掲載雑誌 Journal of Neuroscience
掲載時期 7月10日(米国東海岸標準時)

研究の背景と経緯

 ヒトを含む動物(哺乳類)の脳では、音が耳に届いてから認識されるまでに、脳幹から大脳皮質にいたる多段階の処理で音の特徴が分析されます。音の特徴の中でも、振幅変調※2(振幅の緩やかな変化)は音の認識に重要な手がかりです。これまでの長年に渡る神経生理学の研究は、神経細胞が「どのように」振幅変調を表現しているのか、という疑問の答えを、聴覚神経系※3における多数の脳部位について明らかにしてきました。しかしながら、神経細胞が「なぜ」そのように振幅変調を表現するようになったのか(必然性はあるのか)、という疑問については、神経細胞の性質と進化の過程との関係を一般的な実験的アプローチでは確かめることが原理的に難しく、それに答えることができませんでした。
 実験的なアプローチの問題を補完するものとして、計算機モデルによるシミュレーションは有効なアプローチかもしれません。ただし、従来の典型的な計算機モデルによるアプローチでは、音の特定の特徴に対して特定の神経回路の性質を詳細に再現することはできても、聴覚神経系の重要な機能である自然な音の認識との関係に言及することはできません。

研究の内容

 近年、人工ニューラルネットワークを用いることで、自然で複雑な音の認識を実現できるようになってきました。本研究は、この技術を導入することによって前述の疑問にアプローチしました(図1)。人工ニューラルネットワークのなかでも、特に深層ニューラルネットワーク(DNN)は多数の素子からなる多数の層が縦列した構造をしている点で、聴覚神経系と同様な構造を持っているといえます。しかし、その点以外は、聴覚系の具体的な神経回路を模擬したものではありません。

 もし、このDNNが、動物と同様に自然な音を認識するよう訓練された結果として動物の脳と類似した特徴を獲得するならば、それは逆に、動物の脳が持つ性質が進化の過程で音認識に適応した結果である可能性を示すものといえるでしょう。

 本研究では、自然音の分類課題のためにDNNを訓練したうえで、そのDNNを動物の脳を調べる神経生理学実験を模した方法によって分析しました。具体的には、訓練したDNNに様々な変調周波数(変動の繰り返しの速さ)を持つ音を入力し、DNNを構成する個々の素子について出力を調べました(図1)。その結果、素子によっては特定の変調周波数にのみ強く反応することや、その反応特性が処理段階が進むとともに規則的に変化することなど、動物の聴覚神経系について過去の研究で報告されているものと同様な性質がDNNに発現していることがわかりました。また、脳との類似性がDNNの訓練が進む過程で徐々に獲得されること、音の認識精度が高いDNNほど類似性が高いこと、自然音の認識に訓練しなかったDNNでは類似性が見られないこともわかりました。

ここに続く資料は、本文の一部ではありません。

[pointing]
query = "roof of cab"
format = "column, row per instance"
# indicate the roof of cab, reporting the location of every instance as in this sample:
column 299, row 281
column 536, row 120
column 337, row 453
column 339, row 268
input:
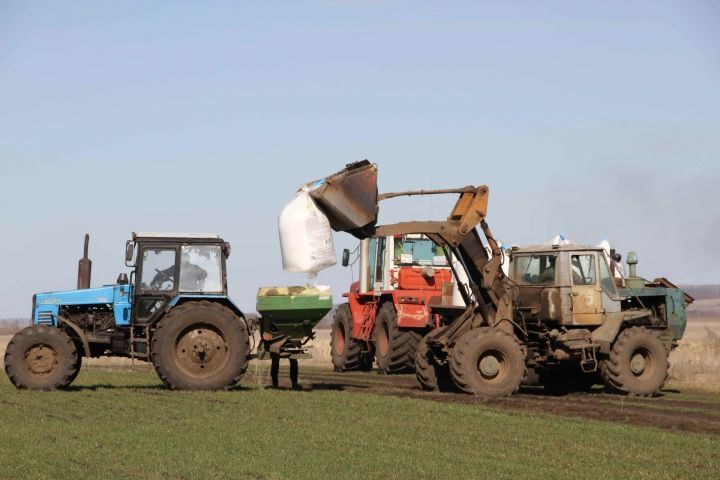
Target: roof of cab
column 175, row 236
column 547, row 247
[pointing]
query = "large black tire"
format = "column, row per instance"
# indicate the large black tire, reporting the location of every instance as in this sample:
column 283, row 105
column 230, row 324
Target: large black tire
column 200, row 346
column 637, row 365
column 345, row 351
column 488, row 362
column 394, row 347
column 40, row 357
column 430, row 375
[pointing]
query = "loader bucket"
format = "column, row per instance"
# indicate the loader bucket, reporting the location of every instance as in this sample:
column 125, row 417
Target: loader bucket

 以上の結果は、動物の脳において観察されてきた振幅変調の表現も、音の認識に適した性質が進化してきた過程で獲得されたものであるという可能性が示唆するものと言えます。

今後の展開

 音の認識に用いられる音の特徴は、振幅変調以外にも多くあります。今後は、人工知能研究の知見をさらに取り入れながら、振幅変調以外の多くの特徴についても、人工ニューラルネットワークと脳とを比較し、動物の脳が進化してきた過程についてより一般的な知見を得ることを目指します。

論文掲載情報

Cascaded Tuning to Amplitude Modulation for Natural Sound Recognition Takuya Koumura, Hiroki Terashima,, Shigeto Furukawa Journal of Neuroscience 10 July 2019, 39 (28) 5517-5533; DOI: 10.1523/JNEUROSCI.2914-18.2019

技術のポイント

(1)過去の神経生理学の研究結果のメタ分析

 振幅変調は、ヒトを含む動物が音を認識するための重要な手がかりです(図2)。このため、これまでに多くの神経生理学の研究によって神経細胞による振幅変調の表現が調べられてきました。
 典型的な細胞では、神経反応としてのスパイク発火(図1左)が、振幅変調波形に同期して生ずることがよく知られています。スパイク発火の時間的パターンが振幅変調の情報を表していることから、この表現形式は「時間符号」と呼ばれます。スパイク発火が同期できる変調周波数には上限があります。このような変調周波数を上限周波数と呼びます。また、細胞によっては特定の変調周波数にのみ強く同期するものもあります。このような性質を変調チューニングと呼び、細胞の同期性を最大にする変調周波数を最適変調周波数と呼びます。一般に、神経細胞の属する脳部位が末梢から中枢になるにしたがって、上限周波数や最適変調周波数が低下する傾向があります。
 変調波形への同期の有無にかかわらず、神経細胞の平均的な反応強度(スパイクの発火率)が変調周波数とともに変化することもあります。この発火率による変調情報の表現形式は「発火率符号」と呼ばれます。変調波形の情報をそのまま伝達しているわけではない点で、発火率符号は時間符号よりも抽象的な表現といえます。時間符号の場合と同様に、神経が発火する変調周波数には上限があったり、変調チューニングがみられることもあります。しかし、このような特性が見られる神経細胞は、一定の処理段階以上の部位にしか存在しません。  私たちは、過去の神経活動の研究結果をメタ分析することにより、この傾向を可視化すると同時に、DNNにおける振幅変調の表現との定量比較を可能にしました(図3)。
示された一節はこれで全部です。